下町ではどこへ行ったって売れやしないよ。」
この親父の言う通り下町に美術品の需要はほぼない。
美術品を欲しがる貴族や大商人は貴族街や商人街に居るが、貴族街に下町の庶民・貧民が入る許可は下りないし、大商人は直接貧相な職人達と取引をしようとはしない。

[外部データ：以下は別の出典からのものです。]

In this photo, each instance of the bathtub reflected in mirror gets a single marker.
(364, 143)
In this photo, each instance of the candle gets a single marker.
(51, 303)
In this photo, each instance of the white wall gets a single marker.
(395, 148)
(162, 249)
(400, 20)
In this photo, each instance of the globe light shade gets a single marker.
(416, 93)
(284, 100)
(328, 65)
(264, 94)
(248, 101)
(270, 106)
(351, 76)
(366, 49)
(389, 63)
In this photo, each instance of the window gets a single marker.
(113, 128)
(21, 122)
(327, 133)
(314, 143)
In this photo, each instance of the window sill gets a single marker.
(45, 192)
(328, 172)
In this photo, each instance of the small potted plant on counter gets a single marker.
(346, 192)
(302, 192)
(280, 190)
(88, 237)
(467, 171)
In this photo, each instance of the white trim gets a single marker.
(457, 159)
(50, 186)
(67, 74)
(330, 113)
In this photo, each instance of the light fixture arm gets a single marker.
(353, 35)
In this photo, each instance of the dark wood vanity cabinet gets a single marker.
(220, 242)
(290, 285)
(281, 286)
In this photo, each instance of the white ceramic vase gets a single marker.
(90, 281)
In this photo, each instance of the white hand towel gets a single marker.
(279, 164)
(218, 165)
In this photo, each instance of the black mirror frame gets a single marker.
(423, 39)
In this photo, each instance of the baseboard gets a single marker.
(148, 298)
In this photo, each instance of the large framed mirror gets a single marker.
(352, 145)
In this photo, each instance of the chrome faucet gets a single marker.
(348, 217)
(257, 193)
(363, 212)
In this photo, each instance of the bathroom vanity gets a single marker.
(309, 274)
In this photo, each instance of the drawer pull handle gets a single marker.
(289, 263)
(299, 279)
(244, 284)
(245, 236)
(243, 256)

故にロジャーのような貴族街にも入れる許可を持ち大商人とも面識のある商人達が、下町の職人から美術品を買い付けて売りに行くのだ。
つまり、ジョージ達職人は美術品を造る能力はあっても流通をロジャーのような商人達に完全に掌握されてしまっており、言いなりになるしかない状態なのである。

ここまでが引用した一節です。